O terreno parecia elevar-se gradativamente, e não fosse o fabulos preparo físico, Anne certamente estaria ofegante quando chegou ao topo da pequena colina. O canto prosseguia, e a garota se sentia cada vez mais atraida por ele. Em parte por que as lembranças da infancia trouxa traziam consigo um pouco da ingenuidade daquele tempo, e em parte por que a curiosidade de saber quem naquele fim de mundo seria capaz de conhecer uma área de Bizet era incontrolável.

Aux clartés des étoiles
(Pela claridade das estrelas)
Je crois encor la voir
(Eu creio ainda vê-la)
Entr’ouvrir ses longs voiles
(Entreabir seus longos véus)
Aux vents tièdes du soir
(Na brisas mornas da noite)

Deixando o abrigo das árvores Anne pode ver que a lua incindia diretamente sobre uma figura masculina, que sentada sobre a relva tocava um violino primitivo. O bardo solitario não se deu conta da chegada da garota e continuou cantando suavemente sobre a dor de estar só. Não sobre a simples solidão de estar sozinho, mas sobre a solidão de estar só e cercado de pessoas que não sabem quem você é. De pessoas que nunca sabem realmente como você se sente. Caminhar na multidão como se fosse um fantasma: esta era a vida de Anne ha anos, e ao que tudo indicava mais alguem sentia-se assim.

O nuit enchanteresse
(Ó noite encantada)
Divin ravissement
(Divina beleza)
O souvenir charmant
(Ó lembrança agradável)
Folle ivresse, doux rêve!
(Louca embriaguez, doce sonho!)
Charmant Souvenir!
(Agradável lembrança!)

A voz finalmente se calou, e o silêncio repentino trouxe Anne de volta de seus pensamentos. A garota ainda estava tão intrigada com a musica que esqueceu o bom senso e caminhou na direção do desconhecido sem se preocupar com os gravetos que estalavam sob seus pés. O som dos passos de Anne fez com que o rapaz se virasse, e só então ela pode ver que tratava-se de Draco Malfoy tocando uma viela de arco que certamente encontrara nos escombros.

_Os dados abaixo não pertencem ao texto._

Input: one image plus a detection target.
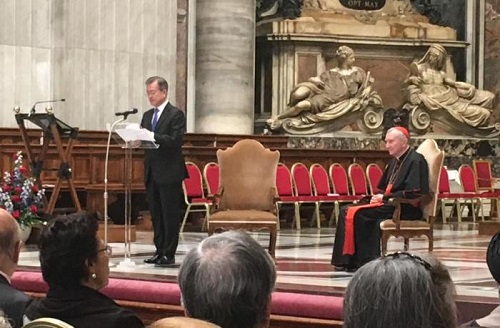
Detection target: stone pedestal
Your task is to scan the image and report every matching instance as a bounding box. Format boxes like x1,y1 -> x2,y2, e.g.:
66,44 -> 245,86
195,0 -> 255,134
98,223 -> 136,243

Draco viu a garota se aproximando, e sentiu-se um pouco incomodado com o fato de que ela o tinha visto cantando. Ele não era o tipo de pessoa que se deixava ver sem a proteção habitual do sarcasmo. Contudo, ele mesmo a tinha surpreendido em um momento íntimo como aquele, e se o universo realmente era justo, aquele era o acerto de contas.
― Desde quando você espia escondida atrás das árvores – disse Draco sorrindo para ela.

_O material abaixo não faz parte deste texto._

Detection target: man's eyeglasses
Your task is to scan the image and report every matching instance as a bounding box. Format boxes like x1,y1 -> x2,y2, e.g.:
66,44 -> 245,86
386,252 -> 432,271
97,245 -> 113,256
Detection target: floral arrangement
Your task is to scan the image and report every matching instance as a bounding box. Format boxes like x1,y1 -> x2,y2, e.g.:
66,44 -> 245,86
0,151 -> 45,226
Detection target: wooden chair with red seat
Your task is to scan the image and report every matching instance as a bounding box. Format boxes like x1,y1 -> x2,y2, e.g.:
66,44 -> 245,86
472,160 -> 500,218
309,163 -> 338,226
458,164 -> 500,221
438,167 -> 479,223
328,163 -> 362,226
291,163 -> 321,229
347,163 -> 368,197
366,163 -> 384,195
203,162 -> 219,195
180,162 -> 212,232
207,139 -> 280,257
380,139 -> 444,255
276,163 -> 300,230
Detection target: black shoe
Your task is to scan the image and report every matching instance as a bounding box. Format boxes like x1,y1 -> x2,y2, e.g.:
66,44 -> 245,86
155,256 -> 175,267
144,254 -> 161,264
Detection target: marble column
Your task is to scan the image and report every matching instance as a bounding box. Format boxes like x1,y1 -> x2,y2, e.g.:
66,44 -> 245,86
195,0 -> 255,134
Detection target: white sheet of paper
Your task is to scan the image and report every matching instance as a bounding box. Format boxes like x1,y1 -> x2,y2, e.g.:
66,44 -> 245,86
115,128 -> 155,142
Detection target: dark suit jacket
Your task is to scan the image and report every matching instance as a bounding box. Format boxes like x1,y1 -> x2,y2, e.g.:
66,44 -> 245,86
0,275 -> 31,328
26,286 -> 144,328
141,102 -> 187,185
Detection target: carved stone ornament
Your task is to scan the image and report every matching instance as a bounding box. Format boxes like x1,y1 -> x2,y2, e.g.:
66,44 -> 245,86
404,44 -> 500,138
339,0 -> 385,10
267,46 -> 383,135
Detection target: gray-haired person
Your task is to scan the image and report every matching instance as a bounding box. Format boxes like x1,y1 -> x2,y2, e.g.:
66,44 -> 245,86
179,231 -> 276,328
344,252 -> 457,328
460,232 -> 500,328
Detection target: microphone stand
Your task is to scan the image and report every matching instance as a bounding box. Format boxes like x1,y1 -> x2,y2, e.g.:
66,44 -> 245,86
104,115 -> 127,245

― Desde que escuto uma ópera que só vai ser composta daqui a três mil anos – respondeu ela se sentando ao lado dele.
― Boa resposta Crofft.
― Me chame de Anne – disse a garota – Eu detesto esse sobrenome...

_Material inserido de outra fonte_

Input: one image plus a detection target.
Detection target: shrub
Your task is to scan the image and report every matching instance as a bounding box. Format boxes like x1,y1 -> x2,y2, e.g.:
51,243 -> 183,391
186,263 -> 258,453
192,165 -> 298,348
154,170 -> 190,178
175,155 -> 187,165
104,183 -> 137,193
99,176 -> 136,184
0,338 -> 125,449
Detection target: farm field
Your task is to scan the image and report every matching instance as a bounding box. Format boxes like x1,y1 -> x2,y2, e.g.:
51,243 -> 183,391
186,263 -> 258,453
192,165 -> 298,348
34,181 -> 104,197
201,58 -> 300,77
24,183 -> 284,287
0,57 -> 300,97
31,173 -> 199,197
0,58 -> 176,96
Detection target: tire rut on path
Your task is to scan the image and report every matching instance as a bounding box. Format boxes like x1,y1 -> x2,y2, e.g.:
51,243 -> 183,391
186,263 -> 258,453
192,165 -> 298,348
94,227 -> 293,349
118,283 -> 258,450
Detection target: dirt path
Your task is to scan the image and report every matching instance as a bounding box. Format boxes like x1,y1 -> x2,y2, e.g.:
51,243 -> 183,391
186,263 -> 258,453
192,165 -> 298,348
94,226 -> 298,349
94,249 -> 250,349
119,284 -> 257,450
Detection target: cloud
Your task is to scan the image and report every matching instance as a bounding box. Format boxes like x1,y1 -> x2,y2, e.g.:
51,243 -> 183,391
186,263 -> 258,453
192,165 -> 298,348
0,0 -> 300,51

― Como quiser – disse ele – Agora que tal você me dizer como foi que reconheceu o que eu estava cantando? Eu não conheço um bruxo se quer que ouça ópera trouxa.
Anne repentinamente se calou e pareceu considerar por um instante o que dizer. Seu semblante tornou-se vazio e sua voz parecia distante quando finalmente respondeu:
― Fui criada como trouxa – disse ela – E costumava ir à opera quando era mais nova. Os pescadores de Pérolas era a minha favorita, e reconheci no momento em que ouvi você cantando.
― Então seus pais eram trouxas? – perguntou Draco em tom casual.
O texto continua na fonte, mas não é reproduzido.